Virginity and use of language
Big ol' trigger warning for rape.
I am a member of a club that no one wants to join: my first sexual experience was not consensual. I know and know of way too many people for whom this is also true, and it's got me thinking about the language that we use around virginity.
Most of the time, when you talk about that awesome time you got together with your sweety and did 'it' for the first time, you call that 'losing your virginity'. I think it would make far more sense to talk about 'giving your virginity'.
Okay, some background to how I came to this conclusion. I was raped when I was 13 and oh so very very innocent. I had no idea what was happening. I didn't even know the right names for the bits of me that were being violated. I knew that my parents were very keen on me marrying as a virgin, so I didn't even tell them it had happened because I couldn't face them knowing that not only had I been brutally assaulted, which was by then over and they couldn't change, but that also I had had my virginity taken from me, and I figured they were better off not knowing. I also repressed the whole thing to deal with later. Which turned out to be about the age of 20.
I had my first consensual sexual experience a few months before I turned 19, but I didn't at that point think that I was losing my virginity - I thought I'd already lost that. I thought I was spoilt goods in that sense - I could be 'good', but I would never be best, and could never marry in white.
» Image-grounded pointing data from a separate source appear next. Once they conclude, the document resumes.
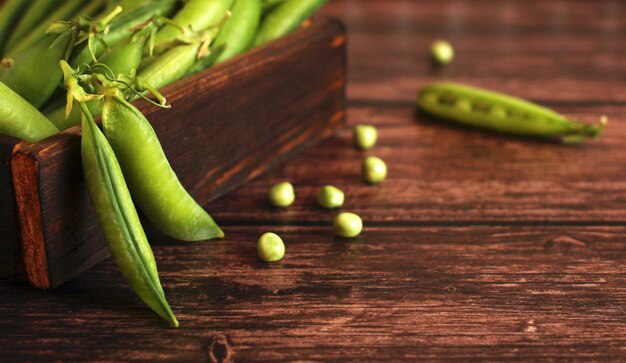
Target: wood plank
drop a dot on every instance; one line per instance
(227, 125)
(444, 174)
(394, 293)
(9, 243)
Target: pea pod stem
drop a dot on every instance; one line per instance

When I did get around to dealing with the whole rape thing (my subconcious figured I was ready to deal, so dumped it all in my lap - fun times) one of the things I had to think through was the virginity thing. Was it time to re-think my earlier assumptions? I knew that from a technical point of view my hymen was no more. But I hadn't bled during the rape, so I figure that it had been broken before that through heavy exercise, which is possible, and, to be fair, likely given the amount of running, irish dancing, climbing, lacross and general other activity I was into at the time. So what had actually changed?
I came to the conclusion that the only change was in my memory. I hadn't undergone some mystical transformation from 'pure' to 'sullied'. And I came to the conclusion that virginity cannot be taken unless it is first given.
(Incidentally, this also made me retrospectively regret the time I actually gave my virginity, as, had I been thinking about it differently, I would have valued it more, and not given the experience to such a total fucking loser, whilst drunk, when I had only known them 6 hours. Me, I'm classy.)
This subtle shift in language can have big consequences. Consider this exchange:
Spotty Teen 1: 'So, did you guys do it?'
Spotty Teen 2: 'Yeah, I totally took their virginity!'
Spotty Teen 1: 'Way to go!'
And how it would differ with new language:
Spotty Teen 1: 'So, did you guys do it?'
Spotty Teen 2: 'Yeah, they totally gave me their virginity!'
Spotty Teen 1: 'Way to go!'
There's not that much difference in the actual words, but the tone is completely different.
Also, putting aside the heartache that would be saved by the unwilling members of my club by the removal of the doubt about virginity, think of the change in attitudes this could induce. If virginity is something that is given rather than taken, then that subtly shifts sex from being something that one person does to another, to something that two people do together. All in a mode of speech. That, if widely used by teachers in sex ed classes, should only take 15 - 20 years or so to become the accepted and expected way to discuss this.
So, you! Start now! Language evolves through usage. And usage can be conciously changed for positive social progress. Get to it!